16 thoughts on “Stepper Motor Thermal Coefficient

    1. Channelling the true spirit of DIY 3D printing: “If it’s made of aluminium, the inside is starting to melt.”

  1. On MiseryBot, as I kept pushing the currents to the steppers up, the motors got really hot. The motor that is under the bottom panel was pretty much enclosed and got silly hot. I used a strip of double sided tape to mount a spare 60mm fan (nothing special) about 3/4″ away from the stepper. There was no shroud or anything. That extra airflow seemed to keep the stepper much cooler.

    As long as you are all set up to measure, could you give the forced air bit a try?

    1. all set up to measure

      Having not cough cleared off the bench, I’ll give it a whirl for you… more later!

  2. “If it’s made of aluminium, the inside is starting to melt.”

    The ABS “lowrider” axis did melt due to me jamming too much current into that stepper ;)

    1. The ABS “lowrider” axis did melt

      Now that PLA is the plastic of choice, I’m seeing more mention of printed structural members warping and melting.

      There’s a time and a place for everything, no matter how wonderful 3D printing may be, and parts enduring lengthy periods of high stress with high temperatures aren’t suitable for thermoplastics…

  3. OK, extreme geek credibility aside, why not attach a heat sink on the back of the motor and point a muffin fan at it?

    Oh my, trying to get back up to speed on Linux. I dug a spare 10G drive from a 486 spare-parts machine and got a free 8G partition. Somehow, when I copy the Slackware distribution, I’m getting on the wrong drive, and filling my space on that one.

    1. attach a heat sink on the back of the motor and point a muffin fan at it?

      That’d work, but heat transfer to air through a 1.5 inch square heatsink is so inefficient. There’s a good reason CPU heatsinks are now the size of doorknobs…

      I’m not sure liquid cooling the motors makes any sense, but running them in an insulated box doesn’t work well and I’m not happy about slinging fans back and forth along the axes. A few more numbers should help…

      1. If I’m reading the rest of the notes correctly, the motor is in an insulated (more or less) box under the rest of the TOM. I’d consider a whacking great muffin fan (or two) at one end, as large a heat sink as I dared on the traveling motor, and the vent/intake on the other side. More or less what I had to do for a clay drying box. I kept the dimensions such that the air flow was laminar over the heaters (light bulbs) and over the clay bits. It works.
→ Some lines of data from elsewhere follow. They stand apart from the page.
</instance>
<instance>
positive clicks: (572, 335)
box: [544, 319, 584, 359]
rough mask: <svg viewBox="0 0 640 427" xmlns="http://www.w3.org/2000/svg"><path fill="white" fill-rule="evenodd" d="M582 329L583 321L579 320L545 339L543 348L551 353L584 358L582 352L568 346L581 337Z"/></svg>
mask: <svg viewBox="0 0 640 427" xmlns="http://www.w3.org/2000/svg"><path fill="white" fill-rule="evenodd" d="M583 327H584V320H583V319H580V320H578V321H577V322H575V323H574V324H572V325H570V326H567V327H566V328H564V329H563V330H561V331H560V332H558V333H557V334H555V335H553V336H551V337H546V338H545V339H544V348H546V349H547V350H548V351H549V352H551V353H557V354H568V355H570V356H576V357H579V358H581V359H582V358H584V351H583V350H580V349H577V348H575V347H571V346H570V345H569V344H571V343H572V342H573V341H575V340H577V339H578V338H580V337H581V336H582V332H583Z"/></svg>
        Not sure I’d worry about ducting air to the heat sink. Doable, but that route lies madness. OTOH, you could consider silicone heat sink oil and submerge the assembly for another version of liquid cooling. What could possibly go wrong? [grin]

        1. under the rest of the TOM

          The TOM’s Y-axis motor lives under the acrylic deck where it gets some air flow from the power supply fan, but the worst problem is the X-axis motor: it’s in a small wood compartment with zero ventilation. That post shows a bottom view with the lower cover off and a top view of the pulley. The compartment is inside the Y axis stage, which also contains various rods and doodads, so there’s no room for anything around it or inside it.

          Many things can and have gone wrong with that setup… [sigh]

  4. I looked at the picture. [Urk!] Hmm, makes one wonder about an XY linear stepper. Electroglas used to put them out by the carload, but the electronics was rather bulky, and the system expensive. For the insane/interested, search Electroglas 1034X prober.

    1. an XY linear stepper

      I had never heard of a Sawyer motor before, but that is a really neat idea… for an application where cost is almost no object! Multiple XY drivers floating on an air bearing platen: what’s not to like?

      DIY 3D printing has definitely smacked into the CNC wall. It needs more positioning accuracy & repeatability than rubbery materials can provide, better control software than fits in an Arduino, higher power than you can get without serious engineering, and lower product cost than makes sense… it’s a tough challenge.